Before she leaves work, crime reporter Sean Palmer texts her that he wants to see her. She hands him her USB flash drive, and he examines her pictures. They go back and forth—he thinks her pictures are overly grisly; why didn’t she get everyone’s names—but Sawyer holds her own. Palmer offers her a job on his team. It’s a promotion with more money. She’s stunned, thrilled, but says she can’t start right away because of her grandma’s funeral. Palmer is not pleased.

“But we’re short staffed, and I need content.”

 

She spouted the first thing that came to mind. “I’ll get you content,” she said with more desperation than intended. “My hometown of River Rock is practically around the corner from here. It’s a small town that reeks of death, abandonment, and abduction—chock-full of the sort of stories told around the campfire, the sort of stories that make people feel uncomfortable.”

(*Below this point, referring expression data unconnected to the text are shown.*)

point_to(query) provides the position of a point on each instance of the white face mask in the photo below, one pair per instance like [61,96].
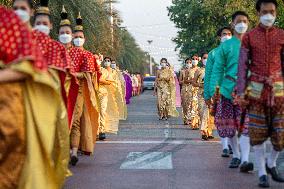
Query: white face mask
[188,65]
[42,28]
[163,65]
[225,38]
[204,62]
[241,28]
[194,62]
[23,15]
[79,42]
[65,38]
[113,66]
[267,20]
[107,63]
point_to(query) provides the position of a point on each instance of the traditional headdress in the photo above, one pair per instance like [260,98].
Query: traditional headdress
[79,24]
[64,18]
[43,8]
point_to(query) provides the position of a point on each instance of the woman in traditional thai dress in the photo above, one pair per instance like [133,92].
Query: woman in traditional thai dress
[166,91]
[128,84]
[206,125]
[28,128]
[57,56]
[109,114]
[189,94]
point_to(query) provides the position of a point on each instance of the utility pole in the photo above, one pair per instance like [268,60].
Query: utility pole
[150,59]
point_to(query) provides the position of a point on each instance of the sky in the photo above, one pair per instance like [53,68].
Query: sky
[148,20]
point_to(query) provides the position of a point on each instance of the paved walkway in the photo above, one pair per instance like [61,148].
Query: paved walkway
[152,154]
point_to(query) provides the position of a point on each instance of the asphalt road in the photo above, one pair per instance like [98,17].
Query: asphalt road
[151,154]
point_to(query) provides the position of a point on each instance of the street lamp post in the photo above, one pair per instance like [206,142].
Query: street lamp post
[150,59]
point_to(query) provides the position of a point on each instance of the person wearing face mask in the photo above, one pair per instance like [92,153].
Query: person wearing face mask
[120,90]
[57,57]
[85,120]
[109,114]
[193,96]
[26,90]
[166,91]
[203,111]
[262,91]
[128,84]
[186,91]
[77,58]
[228,113]
[223,34]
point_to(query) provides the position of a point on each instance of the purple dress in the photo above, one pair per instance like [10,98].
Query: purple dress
[128,84]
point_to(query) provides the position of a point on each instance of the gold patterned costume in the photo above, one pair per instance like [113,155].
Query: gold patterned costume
[166,92]
[189,98]
[120,94]
[109,114]
[206,123]
[34,145]
[85,117]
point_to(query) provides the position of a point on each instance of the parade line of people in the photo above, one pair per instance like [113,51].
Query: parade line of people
[239,88]
[56,99]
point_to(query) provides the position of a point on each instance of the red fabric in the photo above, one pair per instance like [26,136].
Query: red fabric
[265,50]
[77,57]
[72,97]
[53,51]
[82,61]
[16,42]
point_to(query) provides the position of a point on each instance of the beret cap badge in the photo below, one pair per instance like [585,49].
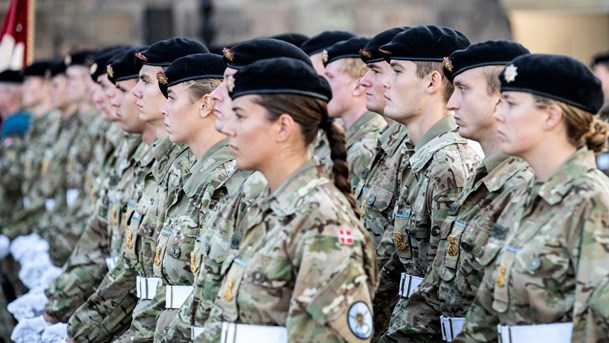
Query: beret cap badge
[365,53]
[324,56]
[448,64]
[510,73]
[141,56]
[228,54]
[162,78]
[230,83]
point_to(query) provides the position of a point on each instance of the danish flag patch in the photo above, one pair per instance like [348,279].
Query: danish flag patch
[345,236]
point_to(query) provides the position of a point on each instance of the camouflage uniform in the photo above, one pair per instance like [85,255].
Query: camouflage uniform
[361,141]
[175,259]
[100,318]
[439,166]
[87,264]
[546,258]
[305,263]
[215,240]
[376,198]
[450,286]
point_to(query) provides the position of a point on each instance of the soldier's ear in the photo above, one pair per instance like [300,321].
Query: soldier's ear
[207,106]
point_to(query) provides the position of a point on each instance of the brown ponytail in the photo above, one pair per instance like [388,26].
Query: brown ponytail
[583,129]
[311,114]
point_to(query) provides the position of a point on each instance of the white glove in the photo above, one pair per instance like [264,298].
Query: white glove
[29,305]
[28,247]
[56,333]
[29,330]
[5,243]
[32,270]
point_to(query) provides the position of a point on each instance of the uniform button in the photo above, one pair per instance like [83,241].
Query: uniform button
[371,199]
[466,246]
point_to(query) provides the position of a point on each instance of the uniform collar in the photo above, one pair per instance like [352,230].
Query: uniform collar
[561,182]
[286,199]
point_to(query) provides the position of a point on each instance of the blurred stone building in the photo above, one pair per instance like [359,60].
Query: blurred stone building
[575,27]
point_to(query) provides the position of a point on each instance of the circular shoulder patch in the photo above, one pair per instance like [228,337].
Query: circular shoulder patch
[359,318]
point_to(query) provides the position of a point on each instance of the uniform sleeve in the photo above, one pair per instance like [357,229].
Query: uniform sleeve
[107,312]
[591,308]
[332,296]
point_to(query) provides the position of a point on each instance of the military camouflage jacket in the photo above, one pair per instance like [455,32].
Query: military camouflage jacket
[362,137]
[450,286]
[546,258]
[304,262]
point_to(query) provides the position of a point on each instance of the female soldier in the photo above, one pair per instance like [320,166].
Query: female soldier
[547,255]
[305,268]
[189,119]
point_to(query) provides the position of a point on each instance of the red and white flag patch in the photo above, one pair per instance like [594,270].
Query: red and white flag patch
[345,236]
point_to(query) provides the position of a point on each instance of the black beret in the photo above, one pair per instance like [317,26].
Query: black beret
[324,40]
[191,67]
[558,77]
[102,58]
[162,53]
[250,51]
[58,68]
[11,76]
[39,68]
[424,43]
[370,53]
[123,66]
[280,75]
[488,53]
[291,37]
[349,48]
[80,58]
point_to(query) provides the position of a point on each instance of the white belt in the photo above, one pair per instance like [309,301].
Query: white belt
[451,327]
[111,262]
[176,295]
[408,284]
[49,204]
[195,332]
[541,333]
[71,196]
[146,287]
[244,333]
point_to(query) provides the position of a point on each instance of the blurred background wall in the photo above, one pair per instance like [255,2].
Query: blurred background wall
[578,28]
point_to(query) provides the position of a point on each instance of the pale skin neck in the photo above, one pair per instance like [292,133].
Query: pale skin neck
[283,165]
[432,114]
[548,156]
[205,139]
[354,113]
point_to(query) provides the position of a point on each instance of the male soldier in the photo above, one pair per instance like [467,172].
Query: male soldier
[242,188]
[447,291]
[344,68]
[376,194]
[99,319]
[441,160]
[14,128]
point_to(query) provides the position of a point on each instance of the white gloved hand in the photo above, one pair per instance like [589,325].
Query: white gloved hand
[28,247]
[56,333]
[5,244]
[29,305]
[32,270]
[29,331]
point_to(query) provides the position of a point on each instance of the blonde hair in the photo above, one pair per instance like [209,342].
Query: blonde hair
[583,128]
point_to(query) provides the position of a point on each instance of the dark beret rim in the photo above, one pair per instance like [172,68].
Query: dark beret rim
[548,95]
[194,77]
[235,95]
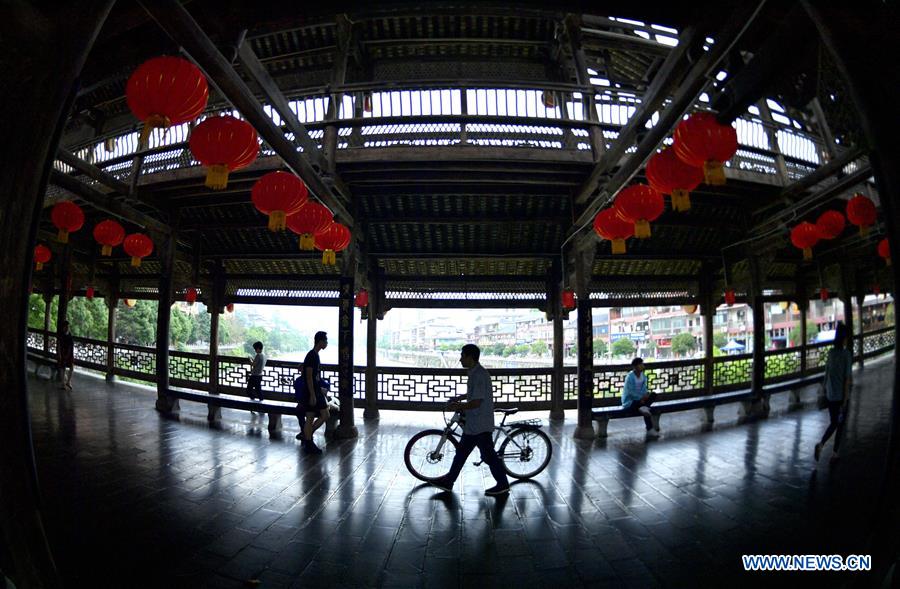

Sawyer Brooks is a compelling heroine, fearless and fierce. Given her past, one might expect moments of fragility, but that’s not her style. She’s compassionate and clear-eyed. Sawyer looks to provide justice and restitution, where possible, through investigative journalism. Her approach is contrasted with The Crew’s frightening descent into the rawest of vigilante justice. It’s no accident that Sawyer’s pitch to Palmer is just what T.R. Ragan’s Don’t Make a Sound offers readers—a compelling thriller that “reeks of death, abandonment, and abduction.” A great debut to a new series.